1920. The explanation is that Buboni, the physicist, and Camus all share a common characteristic, they believe, and disbelieve many things at once, Believing many contradictory things at once is a common problem for all these people who take themselves too seriously.
1921. The Duck, with his impeccable manners, did not interrupt Doctor Buboni when he made up his story about the marble floor and the problems of L’Indaco. The Duck could see that the purpose of the entire story was not to say anything about either Michelangelo or about l’Indaco, or to discuss the economic problems of the small churches. What agitated Buboni was the condition of his sacred obsession, art history.

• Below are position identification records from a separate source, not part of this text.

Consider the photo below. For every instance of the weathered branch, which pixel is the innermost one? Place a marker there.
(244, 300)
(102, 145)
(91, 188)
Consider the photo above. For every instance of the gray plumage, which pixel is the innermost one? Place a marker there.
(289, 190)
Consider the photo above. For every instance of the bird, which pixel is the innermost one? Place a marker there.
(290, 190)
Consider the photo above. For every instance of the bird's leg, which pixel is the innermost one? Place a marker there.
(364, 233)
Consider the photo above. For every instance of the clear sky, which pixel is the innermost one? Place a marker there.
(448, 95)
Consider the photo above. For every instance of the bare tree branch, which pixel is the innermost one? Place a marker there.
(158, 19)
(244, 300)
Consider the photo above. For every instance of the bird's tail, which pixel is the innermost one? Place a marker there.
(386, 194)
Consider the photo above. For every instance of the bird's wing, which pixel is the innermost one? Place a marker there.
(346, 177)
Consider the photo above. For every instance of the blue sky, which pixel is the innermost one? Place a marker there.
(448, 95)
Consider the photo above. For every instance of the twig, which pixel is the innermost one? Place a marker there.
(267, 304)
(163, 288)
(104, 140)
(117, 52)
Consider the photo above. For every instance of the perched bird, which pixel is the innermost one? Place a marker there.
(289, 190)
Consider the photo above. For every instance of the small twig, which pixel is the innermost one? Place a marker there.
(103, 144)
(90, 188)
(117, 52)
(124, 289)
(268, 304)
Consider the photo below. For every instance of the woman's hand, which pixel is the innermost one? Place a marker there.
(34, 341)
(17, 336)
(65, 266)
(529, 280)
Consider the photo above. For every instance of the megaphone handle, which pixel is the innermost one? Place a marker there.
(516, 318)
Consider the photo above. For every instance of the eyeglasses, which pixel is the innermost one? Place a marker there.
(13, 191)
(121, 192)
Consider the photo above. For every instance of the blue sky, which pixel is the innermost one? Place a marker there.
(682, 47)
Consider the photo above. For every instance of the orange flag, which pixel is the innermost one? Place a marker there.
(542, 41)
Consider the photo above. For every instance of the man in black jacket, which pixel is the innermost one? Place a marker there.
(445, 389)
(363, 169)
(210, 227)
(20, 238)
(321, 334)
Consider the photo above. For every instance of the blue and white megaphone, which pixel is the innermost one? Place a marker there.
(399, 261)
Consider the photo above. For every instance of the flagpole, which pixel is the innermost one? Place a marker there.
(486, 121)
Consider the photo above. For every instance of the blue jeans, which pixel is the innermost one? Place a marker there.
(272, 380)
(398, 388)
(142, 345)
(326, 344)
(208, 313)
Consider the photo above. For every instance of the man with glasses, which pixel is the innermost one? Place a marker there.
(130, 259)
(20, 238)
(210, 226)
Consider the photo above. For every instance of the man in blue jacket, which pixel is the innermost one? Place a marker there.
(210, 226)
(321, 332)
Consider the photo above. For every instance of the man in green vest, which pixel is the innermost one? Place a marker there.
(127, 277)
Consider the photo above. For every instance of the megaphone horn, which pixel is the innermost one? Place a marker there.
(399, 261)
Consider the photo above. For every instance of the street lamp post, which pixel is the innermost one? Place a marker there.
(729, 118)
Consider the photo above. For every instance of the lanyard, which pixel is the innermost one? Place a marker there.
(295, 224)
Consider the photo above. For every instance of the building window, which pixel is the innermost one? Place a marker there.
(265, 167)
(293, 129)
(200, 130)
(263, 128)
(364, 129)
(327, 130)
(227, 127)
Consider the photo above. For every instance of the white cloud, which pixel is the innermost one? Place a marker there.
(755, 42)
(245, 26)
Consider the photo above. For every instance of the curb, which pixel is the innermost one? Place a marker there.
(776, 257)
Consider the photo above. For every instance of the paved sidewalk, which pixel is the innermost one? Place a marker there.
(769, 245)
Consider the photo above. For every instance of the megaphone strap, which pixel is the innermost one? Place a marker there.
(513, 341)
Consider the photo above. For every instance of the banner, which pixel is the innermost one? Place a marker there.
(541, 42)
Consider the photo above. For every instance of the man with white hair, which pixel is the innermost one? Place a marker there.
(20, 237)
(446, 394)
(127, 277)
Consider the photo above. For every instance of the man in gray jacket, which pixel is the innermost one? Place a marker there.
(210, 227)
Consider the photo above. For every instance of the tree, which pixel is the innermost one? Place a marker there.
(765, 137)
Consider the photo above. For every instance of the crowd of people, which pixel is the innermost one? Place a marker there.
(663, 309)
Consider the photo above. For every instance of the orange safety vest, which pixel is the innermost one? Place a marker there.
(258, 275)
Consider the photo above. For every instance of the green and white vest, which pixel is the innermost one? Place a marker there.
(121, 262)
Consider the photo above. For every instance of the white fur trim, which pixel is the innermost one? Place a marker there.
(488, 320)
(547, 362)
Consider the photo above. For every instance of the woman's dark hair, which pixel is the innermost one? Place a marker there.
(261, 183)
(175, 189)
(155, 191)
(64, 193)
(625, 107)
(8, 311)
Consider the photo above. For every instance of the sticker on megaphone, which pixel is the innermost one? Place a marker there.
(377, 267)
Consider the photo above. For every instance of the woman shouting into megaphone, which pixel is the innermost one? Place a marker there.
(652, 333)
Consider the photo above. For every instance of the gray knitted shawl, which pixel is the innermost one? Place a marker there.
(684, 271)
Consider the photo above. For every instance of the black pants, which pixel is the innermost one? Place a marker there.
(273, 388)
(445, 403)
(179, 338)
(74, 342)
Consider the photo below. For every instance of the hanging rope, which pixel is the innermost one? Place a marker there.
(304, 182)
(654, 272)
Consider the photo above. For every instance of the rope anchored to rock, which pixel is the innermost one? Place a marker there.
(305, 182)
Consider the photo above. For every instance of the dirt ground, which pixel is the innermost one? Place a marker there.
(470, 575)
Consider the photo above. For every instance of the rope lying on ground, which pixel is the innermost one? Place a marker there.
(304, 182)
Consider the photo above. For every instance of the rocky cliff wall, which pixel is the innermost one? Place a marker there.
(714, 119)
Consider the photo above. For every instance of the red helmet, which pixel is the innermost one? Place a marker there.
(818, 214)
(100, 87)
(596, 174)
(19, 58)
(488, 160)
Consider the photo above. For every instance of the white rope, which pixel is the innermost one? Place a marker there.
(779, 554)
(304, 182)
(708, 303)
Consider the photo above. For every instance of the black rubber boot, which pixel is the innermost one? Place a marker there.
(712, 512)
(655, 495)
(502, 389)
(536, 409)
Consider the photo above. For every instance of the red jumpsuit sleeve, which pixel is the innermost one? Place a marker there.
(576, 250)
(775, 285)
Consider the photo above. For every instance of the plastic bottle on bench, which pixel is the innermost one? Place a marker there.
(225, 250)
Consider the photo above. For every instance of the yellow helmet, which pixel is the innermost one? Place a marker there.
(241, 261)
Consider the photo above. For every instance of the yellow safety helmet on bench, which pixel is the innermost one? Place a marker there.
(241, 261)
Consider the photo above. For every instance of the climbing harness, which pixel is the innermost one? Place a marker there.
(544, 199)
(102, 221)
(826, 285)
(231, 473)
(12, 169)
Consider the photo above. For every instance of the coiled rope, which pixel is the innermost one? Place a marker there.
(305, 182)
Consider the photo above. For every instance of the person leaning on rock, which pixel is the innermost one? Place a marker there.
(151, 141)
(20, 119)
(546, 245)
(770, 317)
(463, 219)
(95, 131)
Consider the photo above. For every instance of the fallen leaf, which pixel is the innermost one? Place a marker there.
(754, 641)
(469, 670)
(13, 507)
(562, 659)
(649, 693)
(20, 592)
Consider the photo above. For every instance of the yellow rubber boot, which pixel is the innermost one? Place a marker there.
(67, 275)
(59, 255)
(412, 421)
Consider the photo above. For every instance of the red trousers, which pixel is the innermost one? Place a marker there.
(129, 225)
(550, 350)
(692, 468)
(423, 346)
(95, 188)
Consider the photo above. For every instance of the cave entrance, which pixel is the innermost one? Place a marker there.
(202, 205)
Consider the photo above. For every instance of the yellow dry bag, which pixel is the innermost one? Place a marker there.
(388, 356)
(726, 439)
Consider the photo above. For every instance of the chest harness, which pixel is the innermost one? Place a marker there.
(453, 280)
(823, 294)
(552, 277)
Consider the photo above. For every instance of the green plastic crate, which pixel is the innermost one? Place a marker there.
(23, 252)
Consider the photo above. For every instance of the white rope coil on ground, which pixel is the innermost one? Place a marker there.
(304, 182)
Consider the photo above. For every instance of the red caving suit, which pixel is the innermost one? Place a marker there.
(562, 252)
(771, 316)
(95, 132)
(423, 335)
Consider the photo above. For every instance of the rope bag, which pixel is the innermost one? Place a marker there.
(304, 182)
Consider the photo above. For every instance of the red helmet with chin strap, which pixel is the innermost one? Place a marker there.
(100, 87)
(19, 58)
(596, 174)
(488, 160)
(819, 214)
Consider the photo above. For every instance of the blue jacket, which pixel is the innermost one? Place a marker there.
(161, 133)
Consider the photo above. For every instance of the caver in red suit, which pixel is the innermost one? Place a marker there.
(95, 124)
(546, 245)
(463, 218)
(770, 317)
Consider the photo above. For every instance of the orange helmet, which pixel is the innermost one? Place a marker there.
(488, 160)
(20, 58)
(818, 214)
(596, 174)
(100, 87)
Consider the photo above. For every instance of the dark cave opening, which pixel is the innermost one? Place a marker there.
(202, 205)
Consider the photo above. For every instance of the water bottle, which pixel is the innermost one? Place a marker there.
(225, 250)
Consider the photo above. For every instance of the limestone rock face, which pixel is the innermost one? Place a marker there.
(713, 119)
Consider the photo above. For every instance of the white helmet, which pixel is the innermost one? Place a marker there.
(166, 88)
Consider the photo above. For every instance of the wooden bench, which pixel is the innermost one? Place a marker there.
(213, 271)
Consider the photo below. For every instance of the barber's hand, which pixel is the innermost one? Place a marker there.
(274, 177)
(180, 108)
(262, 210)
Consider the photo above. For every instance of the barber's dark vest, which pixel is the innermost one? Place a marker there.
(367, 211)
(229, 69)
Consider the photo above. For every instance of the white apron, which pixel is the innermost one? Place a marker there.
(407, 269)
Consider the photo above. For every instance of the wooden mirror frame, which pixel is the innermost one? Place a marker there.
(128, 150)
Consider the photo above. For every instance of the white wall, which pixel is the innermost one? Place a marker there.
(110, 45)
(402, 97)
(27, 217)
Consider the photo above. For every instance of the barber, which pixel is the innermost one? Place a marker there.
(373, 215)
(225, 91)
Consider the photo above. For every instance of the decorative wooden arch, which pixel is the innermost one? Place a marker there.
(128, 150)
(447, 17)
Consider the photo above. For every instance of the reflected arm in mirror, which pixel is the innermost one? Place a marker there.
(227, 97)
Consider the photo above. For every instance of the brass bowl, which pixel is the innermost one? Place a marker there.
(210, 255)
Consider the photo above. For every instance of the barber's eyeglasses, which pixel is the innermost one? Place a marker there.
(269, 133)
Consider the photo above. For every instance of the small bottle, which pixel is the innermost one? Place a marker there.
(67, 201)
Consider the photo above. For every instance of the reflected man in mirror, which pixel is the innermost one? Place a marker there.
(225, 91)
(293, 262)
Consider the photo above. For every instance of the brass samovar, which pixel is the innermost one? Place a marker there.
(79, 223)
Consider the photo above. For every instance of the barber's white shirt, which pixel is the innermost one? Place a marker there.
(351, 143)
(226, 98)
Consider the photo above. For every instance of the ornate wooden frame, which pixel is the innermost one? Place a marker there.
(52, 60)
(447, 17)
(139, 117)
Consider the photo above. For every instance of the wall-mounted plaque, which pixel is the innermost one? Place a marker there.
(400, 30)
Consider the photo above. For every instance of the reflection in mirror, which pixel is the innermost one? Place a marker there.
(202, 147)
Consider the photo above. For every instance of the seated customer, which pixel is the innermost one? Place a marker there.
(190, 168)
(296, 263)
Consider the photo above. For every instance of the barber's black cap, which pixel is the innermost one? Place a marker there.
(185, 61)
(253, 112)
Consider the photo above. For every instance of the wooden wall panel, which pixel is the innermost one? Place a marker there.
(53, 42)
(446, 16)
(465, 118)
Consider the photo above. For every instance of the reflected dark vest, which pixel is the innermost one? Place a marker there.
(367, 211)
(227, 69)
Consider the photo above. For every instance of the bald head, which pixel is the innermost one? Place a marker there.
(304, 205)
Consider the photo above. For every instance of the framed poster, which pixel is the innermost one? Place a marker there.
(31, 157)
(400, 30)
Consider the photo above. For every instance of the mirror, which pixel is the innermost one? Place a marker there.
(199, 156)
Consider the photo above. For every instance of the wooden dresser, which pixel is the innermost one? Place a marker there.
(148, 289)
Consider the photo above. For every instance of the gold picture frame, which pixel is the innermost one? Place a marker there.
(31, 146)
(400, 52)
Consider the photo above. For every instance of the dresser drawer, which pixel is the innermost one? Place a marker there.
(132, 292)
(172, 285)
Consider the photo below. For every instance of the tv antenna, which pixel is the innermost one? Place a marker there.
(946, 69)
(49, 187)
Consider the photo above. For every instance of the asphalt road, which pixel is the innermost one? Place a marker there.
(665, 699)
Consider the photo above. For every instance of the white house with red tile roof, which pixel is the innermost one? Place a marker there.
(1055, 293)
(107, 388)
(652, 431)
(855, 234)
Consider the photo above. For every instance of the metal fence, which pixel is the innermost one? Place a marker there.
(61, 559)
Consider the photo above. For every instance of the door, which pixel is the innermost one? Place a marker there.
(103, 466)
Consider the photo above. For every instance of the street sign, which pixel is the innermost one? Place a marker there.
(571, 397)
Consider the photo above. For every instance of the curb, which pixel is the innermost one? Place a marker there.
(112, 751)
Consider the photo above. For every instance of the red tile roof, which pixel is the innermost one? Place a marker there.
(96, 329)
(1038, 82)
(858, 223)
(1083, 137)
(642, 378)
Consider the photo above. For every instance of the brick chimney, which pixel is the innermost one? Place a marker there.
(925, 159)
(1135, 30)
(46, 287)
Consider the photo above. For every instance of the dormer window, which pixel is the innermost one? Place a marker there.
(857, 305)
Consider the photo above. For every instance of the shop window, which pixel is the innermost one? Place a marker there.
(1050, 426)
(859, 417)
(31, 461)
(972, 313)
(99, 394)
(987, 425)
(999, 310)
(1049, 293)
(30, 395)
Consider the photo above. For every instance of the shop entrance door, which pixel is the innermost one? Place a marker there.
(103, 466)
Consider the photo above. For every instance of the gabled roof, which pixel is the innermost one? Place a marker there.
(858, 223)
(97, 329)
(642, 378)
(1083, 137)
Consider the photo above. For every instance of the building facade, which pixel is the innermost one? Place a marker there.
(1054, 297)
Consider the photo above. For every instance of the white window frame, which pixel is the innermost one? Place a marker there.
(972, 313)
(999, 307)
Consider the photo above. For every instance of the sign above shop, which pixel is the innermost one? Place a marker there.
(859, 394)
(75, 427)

1922. For Buboni, the Duck pointed out, art history was the preserve of a certain sort of individual, a person perhaps terribly out of place in the real world, but entirely at home in some corner of the British museum. The art historian may not know the difference between a screwdriver, and a crescent wrench, but can perhaps say at a glance if the shard of a ceramic pot had been fashioned in Mesopotamia, or in Crete, 2000 years ago.
1923. And Buboni was well aware that this sacred preserve, this niche in which he felt he had value as a human being, was in the process of being overrun by millions of tourists who now mob the art museums of the world in search of a fleeting artistic experience, or worse yet, some sort of an art merit badge to show to their friends to prove they are cultured.